3a and 3b is a schematic cross-sectional view showing the point structure of the steel bridge and the steel box bridge having a ramen structure according to the present invention. As shown in the figure, the ramen type point structure of the present invention is a bridge 10, the mold 20 mounted on the pier 10 and the mold 20 is formed integrally with the upper portion of the bridge 10 Consists of concrete diaphragm 30. Such a ramen type point structure consolidates the upper mold 20 and the pier 10 into a rigid grain instead of using the bridge bearing 13 to transfer the load acting on the superstructure to the lower structure. Specifically, the lower portion of the concrete diaphragm 30 and the upper portion of the pier 10 using the shear connector 32, etc., so that the coping part 11 of the pier 10 does not need to be separately installed. The lower space utilization of the bridge becomes easy, and the aesthetics are good.

As shown in FIGS. 3A and 3B, in the ramen type point structure, the prestressed concrete diaphragm 30 in which the tension force is introduced using the tension member 31 is installed in the point part mold 20 so that the rigidity of the mold 20 is achieved.

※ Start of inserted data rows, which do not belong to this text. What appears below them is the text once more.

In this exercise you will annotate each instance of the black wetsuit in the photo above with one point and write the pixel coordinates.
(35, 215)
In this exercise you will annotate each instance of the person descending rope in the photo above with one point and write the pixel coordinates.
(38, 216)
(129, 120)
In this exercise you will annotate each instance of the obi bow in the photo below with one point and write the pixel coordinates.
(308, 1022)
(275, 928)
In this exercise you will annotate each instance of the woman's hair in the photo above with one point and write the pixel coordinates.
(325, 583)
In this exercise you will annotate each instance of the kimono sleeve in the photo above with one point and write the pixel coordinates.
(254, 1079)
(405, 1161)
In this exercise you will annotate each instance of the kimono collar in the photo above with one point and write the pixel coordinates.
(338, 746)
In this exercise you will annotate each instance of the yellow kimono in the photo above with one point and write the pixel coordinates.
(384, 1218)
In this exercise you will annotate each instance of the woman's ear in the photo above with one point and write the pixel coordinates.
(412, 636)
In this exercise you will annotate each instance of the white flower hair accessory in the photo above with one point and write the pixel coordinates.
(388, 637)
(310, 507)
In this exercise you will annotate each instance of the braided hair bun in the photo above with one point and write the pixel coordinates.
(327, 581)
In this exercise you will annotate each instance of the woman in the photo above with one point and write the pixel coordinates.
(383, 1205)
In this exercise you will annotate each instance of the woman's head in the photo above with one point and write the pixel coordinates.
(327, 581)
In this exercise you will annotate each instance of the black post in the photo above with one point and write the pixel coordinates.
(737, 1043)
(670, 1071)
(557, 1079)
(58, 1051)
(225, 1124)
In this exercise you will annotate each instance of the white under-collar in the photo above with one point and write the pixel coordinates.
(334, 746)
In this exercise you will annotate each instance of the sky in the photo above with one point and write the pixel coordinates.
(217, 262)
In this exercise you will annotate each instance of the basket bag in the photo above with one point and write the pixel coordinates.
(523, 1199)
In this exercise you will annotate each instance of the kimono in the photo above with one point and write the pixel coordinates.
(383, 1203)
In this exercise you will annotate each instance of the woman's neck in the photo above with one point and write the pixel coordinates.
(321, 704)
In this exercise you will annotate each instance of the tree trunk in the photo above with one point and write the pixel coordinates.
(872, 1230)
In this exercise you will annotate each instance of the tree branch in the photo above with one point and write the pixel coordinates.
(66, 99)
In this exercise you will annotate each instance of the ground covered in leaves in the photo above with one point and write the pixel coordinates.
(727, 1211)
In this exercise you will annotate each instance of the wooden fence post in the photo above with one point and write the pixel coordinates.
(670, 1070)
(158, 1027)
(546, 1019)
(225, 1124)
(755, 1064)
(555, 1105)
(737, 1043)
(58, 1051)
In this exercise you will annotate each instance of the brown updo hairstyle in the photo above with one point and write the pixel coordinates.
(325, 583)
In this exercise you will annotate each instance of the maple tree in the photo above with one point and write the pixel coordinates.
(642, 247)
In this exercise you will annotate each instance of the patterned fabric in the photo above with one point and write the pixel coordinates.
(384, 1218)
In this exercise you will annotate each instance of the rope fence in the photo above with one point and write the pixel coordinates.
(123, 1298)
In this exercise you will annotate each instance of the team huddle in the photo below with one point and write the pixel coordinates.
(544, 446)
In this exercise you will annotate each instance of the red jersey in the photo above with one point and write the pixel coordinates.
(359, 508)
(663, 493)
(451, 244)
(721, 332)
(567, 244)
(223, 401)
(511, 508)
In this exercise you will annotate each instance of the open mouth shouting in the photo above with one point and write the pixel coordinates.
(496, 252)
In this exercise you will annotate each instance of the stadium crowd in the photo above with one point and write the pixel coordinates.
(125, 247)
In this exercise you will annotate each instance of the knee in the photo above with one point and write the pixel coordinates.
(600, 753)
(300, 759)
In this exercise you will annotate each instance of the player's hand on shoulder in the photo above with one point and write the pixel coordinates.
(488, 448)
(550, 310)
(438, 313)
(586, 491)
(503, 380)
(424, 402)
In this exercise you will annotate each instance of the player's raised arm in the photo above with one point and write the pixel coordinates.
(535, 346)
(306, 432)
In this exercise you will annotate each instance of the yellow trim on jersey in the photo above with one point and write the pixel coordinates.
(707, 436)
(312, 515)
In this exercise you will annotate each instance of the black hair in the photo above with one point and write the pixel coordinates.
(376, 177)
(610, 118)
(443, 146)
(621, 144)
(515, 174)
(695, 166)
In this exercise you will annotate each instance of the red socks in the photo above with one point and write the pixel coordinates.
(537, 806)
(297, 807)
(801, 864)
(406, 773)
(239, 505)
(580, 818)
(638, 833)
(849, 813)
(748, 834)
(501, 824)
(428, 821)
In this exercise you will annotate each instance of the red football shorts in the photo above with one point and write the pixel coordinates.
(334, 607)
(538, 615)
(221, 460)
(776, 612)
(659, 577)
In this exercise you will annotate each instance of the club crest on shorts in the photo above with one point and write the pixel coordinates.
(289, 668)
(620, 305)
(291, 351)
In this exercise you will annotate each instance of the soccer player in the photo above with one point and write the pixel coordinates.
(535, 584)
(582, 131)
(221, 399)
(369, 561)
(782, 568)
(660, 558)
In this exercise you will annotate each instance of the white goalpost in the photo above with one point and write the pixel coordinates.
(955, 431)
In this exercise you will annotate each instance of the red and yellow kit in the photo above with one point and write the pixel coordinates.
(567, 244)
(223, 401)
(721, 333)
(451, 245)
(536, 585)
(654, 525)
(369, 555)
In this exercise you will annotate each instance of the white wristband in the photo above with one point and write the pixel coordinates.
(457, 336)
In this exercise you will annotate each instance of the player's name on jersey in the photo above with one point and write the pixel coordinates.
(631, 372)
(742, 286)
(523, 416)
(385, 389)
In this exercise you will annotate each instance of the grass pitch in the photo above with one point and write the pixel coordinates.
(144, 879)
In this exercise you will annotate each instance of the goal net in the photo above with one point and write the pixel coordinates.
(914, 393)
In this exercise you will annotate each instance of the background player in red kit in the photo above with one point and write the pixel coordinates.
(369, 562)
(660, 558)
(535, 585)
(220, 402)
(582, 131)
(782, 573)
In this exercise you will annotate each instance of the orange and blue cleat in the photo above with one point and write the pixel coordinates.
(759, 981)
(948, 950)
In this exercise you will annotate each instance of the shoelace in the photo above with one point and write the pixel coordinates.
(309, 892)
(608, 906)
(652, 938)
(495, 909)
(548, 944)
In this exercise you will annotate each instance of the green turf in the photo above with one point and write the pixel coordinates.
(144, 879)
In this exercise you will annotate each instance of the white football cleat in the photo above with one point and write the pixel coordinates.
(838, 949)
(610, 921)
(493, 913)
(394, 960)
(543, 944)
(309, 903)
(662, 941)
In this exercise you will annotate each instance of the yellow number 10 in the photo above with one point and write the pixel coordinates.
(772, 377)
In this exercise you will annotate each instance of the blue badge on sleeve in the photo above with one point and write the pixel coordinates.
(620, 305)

It serves to increase. In the ramen type point structure, the upper mold 20 and the pier 10 are tightened to restrain the pier 10 so that the rigidity is increased, so that the moment due to the upper load is effectively distributed, thereby reducing the upper cross section. As a result, the seismic order of the structural system is increased, so the seismic performance is improved. In addition, since the bridge support 13 is unnecessary, the initial construction cost is reduced, and maintenance is easy.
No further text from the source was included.